Opini yang beredar menimbulkan persepsi bahwa regulasi ini berpotensi mengancam keberadaan hutan lindung. Secara kontekstual tidak terdapat pasal maupun poin yang mengindikasikan bahwa keberadaan hutan lindung termasuk kedalam kategori hutan yang dikomersialkan. Segala kebijakan mengenai penentuan hutan yang termasuk dalam komersialisasi diatur oleh Departemen Kehutanan sebagai pelaksana teknis. Hal tersebut kemudian menjadi permasalahan mengingat kredibilitas aparatur negara yang selama ini telah melakukan kesalahan fatal dengan mengkomersialkan hutan.

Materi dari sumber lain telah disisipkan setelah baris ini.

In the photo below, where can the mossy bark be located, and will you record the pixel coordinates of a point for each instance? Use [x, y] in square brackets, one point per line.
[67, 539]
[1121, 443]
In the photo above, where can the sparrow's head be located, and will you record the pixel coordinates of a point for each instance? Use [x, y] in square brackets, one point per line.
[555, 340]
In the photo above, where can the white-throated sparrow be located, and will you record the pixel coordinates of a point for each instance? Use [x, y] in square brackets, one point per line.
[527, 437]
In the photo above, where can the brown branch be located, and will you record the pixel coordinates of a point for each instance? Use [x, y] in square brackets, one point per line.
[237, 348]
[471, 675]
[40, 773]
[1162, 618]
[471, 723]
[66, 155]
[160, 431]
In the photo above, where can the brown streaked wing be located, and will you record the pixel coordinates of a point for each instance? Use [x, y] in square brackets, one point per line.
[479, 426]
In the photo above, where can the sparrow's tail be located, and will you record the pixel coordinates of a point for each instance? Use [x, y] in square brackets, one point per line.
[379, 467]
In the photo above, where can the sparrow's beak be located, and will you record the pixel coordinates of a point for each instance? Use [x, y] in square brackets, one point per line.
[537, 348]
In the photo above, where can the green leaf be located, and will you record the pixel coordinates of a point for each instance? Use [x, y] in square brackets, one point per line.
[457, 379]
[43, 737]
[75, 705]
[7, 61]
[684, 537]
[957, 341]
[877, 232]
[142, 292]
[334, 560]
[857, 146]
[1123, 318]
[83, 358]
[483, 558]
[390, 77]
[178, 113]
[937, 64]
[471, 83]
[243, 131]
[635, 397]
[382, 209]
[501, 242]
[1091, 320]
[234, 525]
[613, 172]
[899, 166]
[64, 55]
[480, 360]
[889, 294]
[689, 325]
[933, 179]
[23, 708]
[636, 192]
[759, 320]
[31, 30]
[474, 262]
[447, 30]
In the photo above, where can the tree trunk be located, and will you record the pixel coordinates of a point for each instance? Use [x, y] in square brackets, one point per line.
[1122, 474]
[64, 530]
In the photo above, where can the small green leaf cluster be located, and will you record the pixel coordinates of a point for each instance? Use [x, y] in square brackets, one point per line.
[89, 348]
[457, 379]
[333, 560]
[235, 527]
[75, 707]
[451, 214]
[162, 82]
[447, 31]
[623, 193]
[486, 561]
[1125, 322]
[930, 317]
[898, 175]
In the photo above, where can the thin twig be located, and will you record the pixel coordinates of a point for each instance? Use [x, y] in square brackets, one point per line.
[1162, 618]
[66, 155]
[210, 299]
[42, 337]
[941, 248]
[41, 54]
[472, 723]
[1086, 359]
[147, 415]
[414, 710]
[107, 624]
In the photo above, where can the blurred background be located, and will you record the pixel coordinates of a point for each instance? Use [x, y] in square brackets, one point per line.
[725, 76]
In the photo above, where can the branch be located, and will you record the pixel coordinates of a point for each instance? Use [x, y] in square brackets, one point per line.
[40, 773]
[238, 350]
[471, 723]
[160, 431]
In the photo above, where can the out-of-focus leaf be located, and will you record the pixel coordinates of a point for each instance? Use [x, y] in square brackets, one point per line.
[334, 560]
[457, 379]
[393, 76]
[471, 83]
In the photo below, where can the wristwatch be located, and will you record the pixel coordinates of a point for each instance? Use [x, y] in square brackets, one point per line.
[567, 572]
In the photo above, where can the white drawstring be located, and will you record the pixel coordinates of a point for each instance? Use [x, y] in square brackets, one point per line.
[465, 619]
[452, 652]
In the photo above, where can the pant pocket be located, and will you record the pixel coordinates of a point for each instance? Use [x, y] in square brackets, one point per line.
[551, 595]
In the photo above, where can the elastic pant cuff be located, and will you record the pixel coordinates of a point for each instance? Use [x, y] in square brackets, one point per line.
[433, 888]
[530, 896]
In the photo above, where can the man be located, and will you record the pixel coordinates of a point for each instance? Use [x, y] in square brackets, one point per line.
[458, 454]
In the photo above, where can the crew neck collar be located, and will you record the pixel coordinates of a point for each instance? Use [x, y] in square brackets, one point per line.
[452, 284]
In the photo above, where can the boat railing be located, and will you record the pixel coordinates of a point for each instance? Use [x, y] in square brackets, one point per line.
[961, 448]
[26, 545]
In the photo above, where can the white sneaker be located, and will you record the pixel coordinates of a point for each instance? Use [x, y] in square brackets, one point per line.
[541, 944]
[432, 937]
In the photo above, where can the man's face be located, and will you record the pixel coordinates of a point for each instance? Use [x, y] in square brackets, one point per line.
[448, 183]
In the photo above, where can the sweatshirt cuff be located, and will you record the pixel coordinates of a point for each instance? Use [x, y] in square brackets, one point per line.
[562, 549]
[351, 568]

Opini tersebut bukanlah tidak beralasan karena fakta yang selama ini diketahui oleh masyarakat, pengelolaan hutan di Indonesia tergolong carut-marut. Pada tataran kebijakan maupun teknis selalu muncul permasalahan kerusakan hutan akibat keserakahan para pengusaha yang mengantongi izin HPH. Legalisasi perambahan hutan tersebut disalahgunakan dengan mengeksploitasi hutan melampaui kapasitas eksploitasi yang diperbolehkan. Usaha tersebut tidak diimbangi dengan upaya rehabilitasi yang memadai karena para oknum yang seharusnya bertanggung jawab hanya memikirkan keuntungan diri sendiri.
Dengan berpijak pada historis tersebut maka wajar jika masyarakat kemudian melontarkan protes atas komersialisasi hutan melalui peraturan pemerintah tersebut. Dengan adanya komersialisasi akan membuka lebar peluang penyalahgunaan fungsi kawasan hutan sehingga akan mengancam kelestarian hutan. Oleh karena itu dibutuhkan pengawalan terhadap implementasi kebijakan tersebut sebagai upaya meminimalisir penyimpangan yang terjadi. Untuk mewujudkannya dibutuhkan kerja sama semua pihak.